Linux0.11 kernel segment, the kernel code segment base address is 0, so for the kernel, the logical address is the linear address. Also because 1 page catalog tables and 4 page tables fully map 16M physical memory, the linear address is the physical address. So for the linux0.11 kernel, the logical address, the linear address, the physical address coincide.
========================================================
A virtual address is an image description of the entire memory (not the number on the machine). It is relative to physical memory, can be directly understood as "unreal", "false" memory, for example, a 0x08000000 memory address, it is not on the physical address that large array of 0x08000000-1 that address element; This is because modern operating systems offer a memory-managed image, virtual memory. The process uses the address in virtual memory, the operating system assists the related hardware, and transforms it into a real physical address. This "transformation" is the key to all the issues discussed. With such a pumping image, a program can use a much larger address space than a real physical address. (Rob Peter, robbing, banks do the same), and even multiple processes can use the same address. Not surprisingly, because the converted physical address is not the same. You can reverse-compile the connected program and find that the connector has assigned an address to the program, for example, to invoke a function A, the code is not call a, it is called 0x0811111111, that is, the address of function A is already fixed. There is no such "conversion", there is no concept of virtual address, this is not feasible. Hold on, the question goes on, and it can't be closed.
v. Summary
The CPU converts an address in a virtual memory space to a physical address, which requires two steps: First, a logical address (in fact, the offset within the paragraph) must be understood ... , the CPU uses its segment memory snap-in to convert a logical address into a thread address, and then use its page memory snap-in to convert to the final physical address.

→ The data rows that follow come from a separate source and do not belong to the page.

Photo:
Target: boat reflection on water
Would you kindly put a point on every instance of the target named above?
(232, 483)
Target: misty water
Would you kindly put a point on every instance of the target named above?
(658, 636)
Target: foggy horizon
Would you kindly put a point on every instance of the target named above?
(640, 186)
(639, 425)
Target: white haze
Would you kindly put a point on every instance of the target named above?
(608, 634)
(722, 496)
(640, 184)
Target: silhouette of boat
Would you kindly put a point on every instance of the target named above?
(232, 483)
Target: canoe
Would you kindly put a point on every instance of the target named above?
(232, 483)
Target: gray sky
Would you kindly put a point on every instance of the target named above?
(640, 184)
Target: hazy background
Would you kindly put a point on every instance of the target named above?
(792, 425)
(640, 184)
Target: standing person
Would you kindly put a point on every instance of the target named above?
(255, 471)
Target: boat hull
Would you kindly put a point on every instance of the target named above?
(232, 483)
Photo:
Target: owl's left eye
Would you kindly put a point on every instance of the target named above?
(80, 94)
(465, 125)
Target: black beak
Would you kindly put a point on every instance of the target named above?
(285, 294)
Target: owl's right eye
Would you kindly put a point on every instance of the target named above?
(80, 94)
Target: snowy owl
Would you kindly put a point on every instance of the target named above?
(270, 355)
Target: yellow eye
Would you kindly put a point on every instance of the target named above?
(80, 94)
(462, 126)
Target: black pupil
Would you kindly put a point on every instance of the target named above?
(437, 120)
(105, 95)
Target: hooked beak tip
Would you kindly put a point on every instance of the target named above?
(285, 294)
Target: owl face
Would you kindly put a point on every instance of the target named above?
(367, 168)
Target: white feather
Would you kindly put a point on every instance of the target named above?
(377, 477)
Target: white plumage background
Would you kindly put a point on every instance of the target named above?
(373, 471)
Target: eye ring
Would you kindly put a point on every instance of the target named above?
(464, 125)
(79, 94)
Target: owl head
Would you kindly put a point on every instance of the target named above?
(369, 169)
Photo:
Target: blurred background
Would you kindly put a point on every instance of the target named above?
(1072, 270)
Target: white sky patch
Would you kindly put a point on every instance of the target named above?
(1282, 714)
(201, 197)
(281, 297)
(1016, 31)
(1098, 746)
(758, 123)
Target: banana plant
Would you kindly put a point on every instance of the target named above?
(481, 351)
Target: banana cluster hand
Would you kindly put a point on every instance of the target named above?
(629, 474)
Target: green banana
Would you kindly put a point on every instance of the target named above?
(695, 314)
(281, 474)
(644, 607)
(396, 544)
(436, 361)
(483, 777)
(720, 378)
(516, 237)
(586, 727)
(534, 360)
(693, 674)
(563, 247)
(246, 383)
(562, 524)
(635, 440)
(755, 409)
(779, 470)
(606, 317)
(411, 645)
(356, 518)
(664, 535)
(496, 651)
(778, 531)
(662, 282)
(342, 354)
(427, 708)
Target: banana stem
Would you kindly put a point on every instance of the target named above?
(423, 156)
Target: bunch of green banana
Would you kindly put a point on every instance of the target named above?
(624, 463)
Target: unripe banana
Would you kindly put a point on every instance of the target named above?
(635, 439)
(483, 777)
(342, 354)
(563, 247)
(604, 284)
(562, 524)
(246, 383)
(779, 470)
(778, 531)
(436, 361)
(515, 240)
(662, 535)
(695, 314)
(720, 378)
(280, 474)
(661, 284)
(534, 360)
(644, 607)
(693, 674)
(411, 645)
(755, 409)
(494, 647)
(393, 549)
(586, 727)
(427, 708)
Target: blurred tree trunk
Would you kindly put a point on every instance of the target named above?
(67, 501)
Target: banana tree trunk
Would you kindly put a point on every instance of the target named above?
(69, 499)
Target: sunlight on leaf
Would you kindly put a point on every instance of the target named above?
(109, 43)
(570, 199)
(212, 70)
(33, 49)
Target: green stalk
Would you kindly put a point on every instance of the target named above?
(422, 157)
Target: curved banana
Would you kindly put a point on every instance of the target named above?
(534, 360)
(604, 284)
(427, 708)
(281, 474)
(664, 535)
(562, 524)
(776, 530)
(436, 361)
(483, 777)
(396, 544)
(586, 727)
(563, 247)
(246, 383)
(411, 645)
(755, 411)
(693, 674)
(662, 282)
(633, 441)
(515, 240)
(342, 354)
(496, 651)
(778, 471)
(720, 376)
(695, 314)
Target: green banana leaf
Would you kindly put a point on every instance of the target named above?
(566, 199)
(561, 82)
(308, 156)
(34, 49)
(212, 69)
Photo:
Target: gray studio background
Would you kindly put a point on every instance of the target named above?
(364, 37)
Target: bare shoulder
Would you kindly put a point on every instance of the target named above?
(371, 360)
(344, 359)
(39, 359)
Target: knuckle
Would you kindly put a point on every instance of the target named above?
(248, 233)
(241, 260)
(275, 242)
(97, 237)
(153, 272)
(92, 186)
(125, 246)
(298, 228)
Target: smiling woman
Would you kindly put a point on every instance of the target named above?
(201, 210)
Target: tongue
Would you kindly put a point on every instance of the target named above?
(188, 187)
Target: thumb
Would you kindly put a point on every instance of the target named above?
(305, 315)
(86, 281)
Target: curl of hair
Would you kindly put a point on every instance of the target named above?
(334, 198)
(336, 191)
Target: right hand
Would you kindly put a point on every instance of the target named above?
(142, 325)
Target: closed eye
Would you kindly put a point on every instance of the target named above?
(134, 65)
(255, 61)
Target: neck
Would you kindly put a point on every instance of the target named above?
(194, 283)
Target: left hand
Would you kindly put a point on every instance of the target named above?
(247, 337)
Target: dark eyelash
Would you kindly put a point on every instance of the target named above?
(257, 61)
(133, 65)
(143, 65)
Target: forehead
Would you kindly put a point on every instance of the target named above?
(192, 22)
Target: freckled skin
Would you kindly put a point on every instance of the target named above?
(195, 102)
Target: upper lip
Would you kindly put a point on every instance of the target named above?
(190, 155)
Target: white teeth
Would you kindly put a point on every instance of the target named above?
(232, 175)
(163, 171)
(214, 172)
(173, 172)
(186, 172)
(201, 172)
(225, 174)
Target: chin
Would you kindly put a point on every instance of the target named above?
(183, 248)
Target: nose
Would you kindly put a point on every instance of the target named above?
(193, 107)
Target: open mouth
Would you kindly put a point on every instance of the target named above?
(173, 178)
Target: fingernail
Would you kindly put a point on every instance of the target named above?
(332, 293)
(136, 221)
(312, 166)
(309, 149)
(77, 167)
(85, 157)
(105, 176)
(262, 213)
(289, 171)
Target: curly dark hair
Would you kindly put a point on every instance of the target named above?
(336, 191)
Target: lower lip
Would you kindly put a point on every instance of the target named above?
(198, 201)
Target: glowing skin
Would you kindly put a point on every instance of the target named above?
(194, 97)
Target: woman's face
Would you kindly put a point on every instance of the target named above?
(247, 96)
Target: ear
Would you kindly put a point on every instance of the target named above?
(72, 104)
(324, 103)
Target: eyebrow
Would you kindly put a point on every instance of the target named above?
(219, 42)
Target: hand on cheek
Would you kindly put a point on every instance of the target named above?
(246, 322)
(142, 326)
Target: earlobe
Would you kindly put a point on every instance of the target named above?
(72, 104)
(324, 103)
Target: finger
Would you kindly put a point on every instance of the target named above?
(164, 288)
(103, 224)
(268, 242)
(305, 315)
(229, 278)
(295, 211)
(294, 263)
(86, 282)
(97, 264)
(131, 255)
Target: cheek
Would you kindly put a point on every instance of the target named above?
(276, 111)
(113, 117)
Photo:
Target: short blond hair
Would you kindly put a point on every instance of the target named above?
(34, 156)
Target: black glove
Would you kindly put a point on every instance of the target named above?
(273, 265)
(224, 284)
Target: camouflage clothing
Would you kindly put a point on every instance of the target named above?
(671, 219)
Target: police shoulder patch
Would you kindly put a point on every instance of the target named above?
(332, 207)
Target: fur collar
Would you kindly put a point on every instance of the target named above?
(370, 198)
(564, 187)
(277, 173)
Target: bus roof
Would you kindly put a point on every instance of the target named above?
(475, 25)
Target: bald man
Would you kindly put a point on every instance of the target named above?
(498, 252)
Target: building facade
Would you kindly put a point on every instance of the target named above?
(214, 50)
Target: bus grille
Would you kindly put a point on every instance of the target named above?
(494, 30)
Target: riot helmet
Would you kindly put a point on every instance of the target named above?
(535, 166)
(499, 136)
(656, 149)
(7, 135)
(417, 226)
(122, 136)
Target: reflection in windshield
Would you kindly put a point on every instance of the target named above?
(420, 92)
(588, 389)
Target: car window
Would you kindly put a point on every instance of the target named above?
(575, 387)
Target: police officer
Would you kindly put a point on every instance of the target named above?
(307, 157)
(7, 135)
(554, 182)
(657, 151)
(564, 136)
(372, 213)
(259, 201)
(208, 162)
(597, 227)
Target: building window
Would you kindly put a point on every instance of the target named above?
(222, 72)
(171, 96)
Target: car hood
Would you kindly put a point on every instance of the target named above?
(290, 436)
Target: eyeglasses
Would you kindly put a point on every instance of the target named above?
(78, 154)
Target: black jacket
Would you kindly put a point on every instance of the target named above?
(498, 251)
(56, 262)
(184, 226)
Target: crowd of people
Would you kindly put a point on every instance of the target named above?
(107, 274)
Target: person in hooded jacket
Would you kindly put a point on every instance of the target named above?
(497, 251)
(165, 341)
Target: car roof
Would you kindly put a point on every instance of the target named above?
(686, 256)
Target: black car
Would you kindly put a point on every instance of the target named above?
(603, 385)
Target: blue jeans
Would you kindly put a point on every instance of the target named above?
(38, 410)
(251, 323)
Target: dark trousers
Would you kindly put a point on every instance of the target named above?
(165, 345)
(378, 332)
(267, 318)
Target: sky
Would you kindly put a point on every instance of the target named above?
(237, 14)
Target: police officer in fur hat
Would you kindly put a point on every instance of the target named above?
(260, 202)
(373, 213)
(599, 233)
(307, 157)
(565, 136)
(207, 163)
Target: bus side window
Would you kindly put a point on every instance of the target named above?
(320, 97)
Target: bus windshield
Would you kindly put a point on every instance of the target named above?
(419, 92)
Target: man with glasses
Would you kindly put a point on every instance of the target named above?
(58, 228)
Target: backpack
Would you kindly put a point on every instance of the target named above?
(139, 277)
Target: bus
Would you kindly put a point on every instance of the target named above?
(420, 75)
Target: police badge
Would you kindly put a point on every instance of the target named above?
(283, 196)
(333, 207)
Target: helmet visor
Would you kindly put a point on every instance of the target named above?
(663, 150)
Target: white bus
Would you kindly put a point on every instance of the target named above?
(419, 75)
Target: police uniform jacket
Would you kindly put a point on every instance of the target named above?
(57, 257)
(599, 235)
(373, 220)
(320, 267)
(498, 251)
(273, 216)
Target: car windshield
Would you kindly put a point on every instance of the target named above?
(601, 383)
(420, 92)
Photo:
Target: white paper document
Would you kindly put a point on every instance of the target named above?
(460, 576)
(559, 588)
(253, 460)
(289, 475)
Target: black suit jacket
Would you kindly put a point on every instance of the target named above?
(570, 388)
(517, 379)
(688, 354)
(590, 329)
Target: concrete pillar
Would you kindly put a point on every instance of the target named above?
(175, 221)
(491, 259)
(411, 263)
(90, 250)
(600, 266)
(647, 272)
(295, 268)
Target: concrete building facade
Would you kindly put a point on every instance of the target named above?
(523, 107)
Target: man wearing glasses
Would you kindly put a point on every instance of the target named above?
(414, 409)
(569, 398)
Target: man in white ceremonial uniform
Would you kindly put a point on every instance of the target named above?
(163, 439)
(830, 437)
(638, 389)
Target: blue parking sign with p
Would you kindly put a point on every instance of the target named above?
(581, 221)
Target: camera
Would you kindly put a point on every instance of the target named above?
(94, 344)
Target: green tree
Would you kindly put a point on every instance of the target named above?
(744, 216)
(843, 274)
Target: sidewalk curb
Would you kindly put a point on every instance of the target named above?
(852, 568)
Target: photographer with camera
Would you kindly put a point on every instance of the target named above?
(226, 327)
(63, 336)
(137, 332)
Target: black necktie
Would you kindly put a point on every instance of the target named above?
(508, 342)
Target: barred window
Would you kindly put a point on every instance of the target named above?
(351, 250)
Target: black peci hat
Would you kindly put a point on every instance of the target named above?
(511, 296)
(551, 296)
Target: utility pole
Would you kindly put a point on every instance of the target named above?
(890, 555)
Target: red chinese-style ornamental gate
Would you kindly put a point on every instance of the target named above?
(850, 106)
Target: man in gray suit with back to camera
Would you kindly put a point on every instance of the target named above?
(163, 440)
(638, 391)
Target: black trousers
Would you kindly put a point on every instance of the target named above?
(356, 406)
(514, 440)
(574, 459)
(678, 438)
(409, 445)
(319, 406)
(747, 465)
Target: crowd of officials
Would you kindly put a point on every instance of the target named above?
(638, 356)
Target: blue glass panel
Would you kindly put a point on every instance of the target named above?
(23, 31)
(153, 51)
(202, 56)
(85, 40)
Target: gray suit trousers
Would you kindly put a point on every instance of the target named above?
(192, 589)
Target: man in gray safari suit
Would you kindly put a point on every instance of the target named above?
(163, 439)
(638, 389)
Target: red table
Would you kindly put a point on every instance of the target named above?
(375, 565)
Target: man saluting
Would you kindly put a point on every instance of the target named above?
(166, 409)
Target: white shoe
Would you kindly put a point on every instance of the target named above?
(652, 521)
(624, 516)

Linear address: The space or range in which the CPU can be addressed.
Physical Address: Is the actual memory address in the machine. In other words, it is the range of memory capacity in the machine.
Logical address: is for the program. Generally expressed in seg:offset. (The address that the programmer sees for himself)
Therefore, to really compare the three, you should have the following relationship: The linear address is greater than or equal to the physical address (PS: But the address space is the same), and the logical address is greater than the linear address. The logical address is transformed into a linear address through a segment table, and if the paging mechanism is not turned on, the logical address is converted directly to the space that the CPU is capable of addressing. If opened, the transformation of the linear address to the physical address is done through the page table.
Therefore, the most accurate relationship between the three is: the logical address through the linear address to complete the mapping of physical address, the linear address in the three is completely acting as a "bridge" role.
Either way, it's pretty much the same, just putting the virtual address in the three of the remaining questions.